IOATAHDDrive: Using DMA transfers

<= The iBook’s HD is UltraDMA/66, if I recall correctly

IOHDDrive drive: , TOSHIBA MK3211MAT, rev J1.03 G [ATA].
IOHDDrive media: 6354432 blocks, 512 bytes each, write-enabled.

<= The iBook’s 3.2 GB hard drive; there are three logical volumes on this one.

ADB present:8c

<= Not sure about this. ADB in Apple-speak generally refers to the legacy Apple Desktop Bus, which was a low-speed serial bus used for connecting keyboards/mice.
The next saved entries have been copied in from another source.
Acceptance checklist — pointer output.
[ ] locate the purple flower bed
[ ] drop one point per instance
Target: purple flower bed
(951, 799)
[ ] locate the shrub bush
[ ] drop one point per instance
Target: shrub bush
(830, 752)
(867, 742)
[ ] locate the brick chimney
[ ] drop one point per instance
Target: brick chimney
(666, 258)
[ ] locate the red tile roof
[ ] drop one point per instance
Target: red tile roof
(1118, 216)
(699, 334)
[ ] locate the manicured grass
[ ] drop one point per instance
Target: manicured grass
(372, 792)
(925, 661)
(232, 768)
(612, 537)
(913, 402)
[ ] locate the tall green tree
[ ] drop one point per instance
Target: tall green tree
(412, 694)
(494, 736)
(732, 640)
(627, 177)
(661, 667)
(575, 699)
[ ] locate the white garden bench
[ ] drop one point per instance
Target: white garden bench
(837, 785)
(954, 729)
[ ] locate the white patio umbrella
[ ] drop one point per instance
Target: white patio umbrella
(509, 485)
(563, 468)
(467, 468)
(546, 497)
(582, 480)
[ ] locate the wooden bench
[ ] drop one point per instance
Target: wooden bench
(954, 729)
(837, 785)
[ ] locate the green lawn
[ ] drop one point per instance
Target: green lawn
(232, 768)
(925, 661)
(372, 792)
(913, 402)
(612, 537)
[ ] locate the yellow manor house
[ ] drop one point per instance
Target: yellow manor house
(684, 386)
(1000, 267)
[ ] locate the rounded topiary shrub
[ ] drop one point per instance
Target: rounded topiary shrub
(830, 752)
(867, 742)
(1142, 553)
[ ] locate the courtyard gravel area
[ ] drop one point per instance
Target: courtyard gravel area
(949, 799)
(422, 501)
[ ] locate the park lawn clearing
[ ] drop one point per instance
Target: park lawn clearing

The iBook does not have an ADB port; so this probably just indicates the presence of the ADB driver.

struct nfsnode bloated (> 256bytes)
Try reducing NFS_SMALLFH
nfs_nhinit: bad size 268

<= Not sure why it’s reporting errors against its own default settings for NFS (asking the average Mac user to recompile their kernel with this option is like asking the average driver to rebuild their engine with an extra cylinder). This is presumably a “beta” bug.

devfs enabled

<= The Unix devfs (separate from MacOS X drivers?) is enabled.

IP packet filtering initialized, divert enabled, rule-based forwarding enabled, default to accept, logging disabled

<= The packet filtering that we mentioned last time. 

From path: "/pci@f2000000/mac-io@17/ata-4@1f000/@0:11,\\mach_kernel", Waiting on <dict ID="0"><key>IOProviderClass</key>
<string ID="1">IOMedia</string><key>IOPath Separator</key>
<string ID="2">:</string><key>IOPath Extension</key>
<string ID="3">11</string><key>IOLocationMatch</key>
<dict ID="4"><key>IOUnit</key>
<integer size="32" ID="5">0x0</integer><key>IOLocationMatch</key>
<dict ID="6"><key>IOPathMatch</key>
<string ID="7">IODeviceTree:/pci@f2000000/mac-io@17/ata-4@1f000</string></dict></dict></dict>

<= System preferences in MacOS X are set with XML files. Kudos to Apple for this forward-looking use of XML. See below for more on this and the “defaults” command.

UniNEnet: Debugger client attached
UniNEnet: Ethernet address 00:0a:27:92:04:3a

<= I think that “UniN” here refers to the “UniNorth” Apple MoBo chipset used in the iBook, which has a 10/100BT RJ-45 interface, among other things, built into it (and Ethernet network set up as the default under this configuration).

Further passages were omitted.